Basic asset-based scheduling in Apache Airflow®
Basic asset-based scheduling in Apache Airflow®
With Assets, Dags that access the same data can have explicit, visible relationships, and Dags can be scheduled based on updates to these assets. This feature helps make Airflow data-aware and expands Airflow scheduling capabilities beyond time-based methods such as cron.
Assets can help resolve common issues. For example, consider a data engineering team with a Dag that creates a table with cleaned data and a machine learning team with a Dag that trains a model on that data. Using assets, the machine learning team’s Dag runs only when the data engineering team’s Dag has produced an update to the asset. An asset represent anything, from a table in a database, to a file in object storage, to a fine-tuned LLM, to an abstract entity like a certain business process having completed.
In this guide, you’ll learn:
- When to use assets in Airflow.
- Basic asset concepts and terminology.
- How to schedule Dags based on basic asset schedules.

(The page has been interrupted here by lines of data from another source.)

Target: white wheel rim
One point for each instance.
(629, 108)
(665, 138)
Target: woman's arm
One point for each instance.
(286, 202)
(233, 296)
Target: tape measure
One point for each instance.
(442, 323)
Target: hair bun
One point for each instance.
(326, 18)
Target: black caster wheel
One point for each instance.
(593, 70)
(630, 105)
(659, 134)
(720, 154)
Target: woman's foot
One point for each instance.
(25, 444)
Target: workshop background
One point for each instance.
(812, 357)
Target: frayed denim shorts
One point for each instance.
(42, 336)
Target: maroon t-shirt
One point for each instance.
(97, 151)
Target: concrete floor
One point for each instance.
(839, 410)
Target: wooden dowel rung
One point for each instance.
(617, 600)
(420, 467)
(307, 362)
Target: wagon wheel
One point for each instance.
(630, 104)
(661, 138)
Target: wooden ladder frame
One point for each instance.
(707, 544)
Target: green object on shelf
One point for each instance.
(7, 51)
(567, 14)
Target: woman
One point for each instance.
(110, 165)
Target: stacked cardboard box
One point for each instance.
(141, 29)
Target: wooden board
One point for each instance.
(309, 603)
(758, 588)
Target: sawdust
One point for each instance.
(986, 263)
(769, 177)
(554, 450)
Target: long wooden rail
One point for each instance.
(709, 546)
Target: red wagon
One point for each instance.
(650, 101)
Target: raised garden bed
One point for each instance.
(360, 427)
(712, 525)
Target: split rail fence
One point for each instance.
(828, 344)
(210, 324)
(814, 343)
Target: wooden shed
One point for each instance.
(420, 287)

- How to update assets in Airflow.
- How to view asset dependencies in the Airflow UI.
- Which options exist for advanced asset-based scheduling.
Assets are a separate feature from object storage, which allows you to interact with files in cloud and local object storage systems. To learn more about using Airflow to interact with files, see Use Airflow object storage to interact with cloud storage in an ML pipeline.
Assumed knowledge
To get the most out of this guide, you should have an existing knowledge of:
- Airflow scheduling concepts. See Schedule Dags in Airflow.
When to use Airflow assets
Assets allow you to define explicit dependencies between Dags and updates to your data.
Basic asset-based scheduling helps you to:
- Standardize communication between teams. Assets can function like an API to communicate when data in a specific location has been updated and is ready for use.
- Reduce the amount of code necessary to implement cross-Dag dependencies. Even if your Dags don’t depend on data updates, you can create a dependency that triggers a Dag after a task in another Dag updates an asset.
- Get better visibility into how your Dags are connected and how they depend on data. The Assets graphs in the Airflow UI display how assets and Dags depend on each other and can be used to navigate between them.
- Reduce costs, because assets do not use a worker slot in contrast to sensors or other implementations of cross-Dag dependencies.
- Create cross-deployment dependencies using the Airflow REST API. Astro customers can use the Cross-deployment dependencies best practices documentation for guidance.
See Advanced asset-based scheduling for more information on the capabilities of advanced asset-based scheduling.
Assets are a fundamental scheduling paradigm in Airflow. To learn more about when to use assets vs other scheduling paradigms, check out the free Apache Airflow® orchestration paradigms ebook.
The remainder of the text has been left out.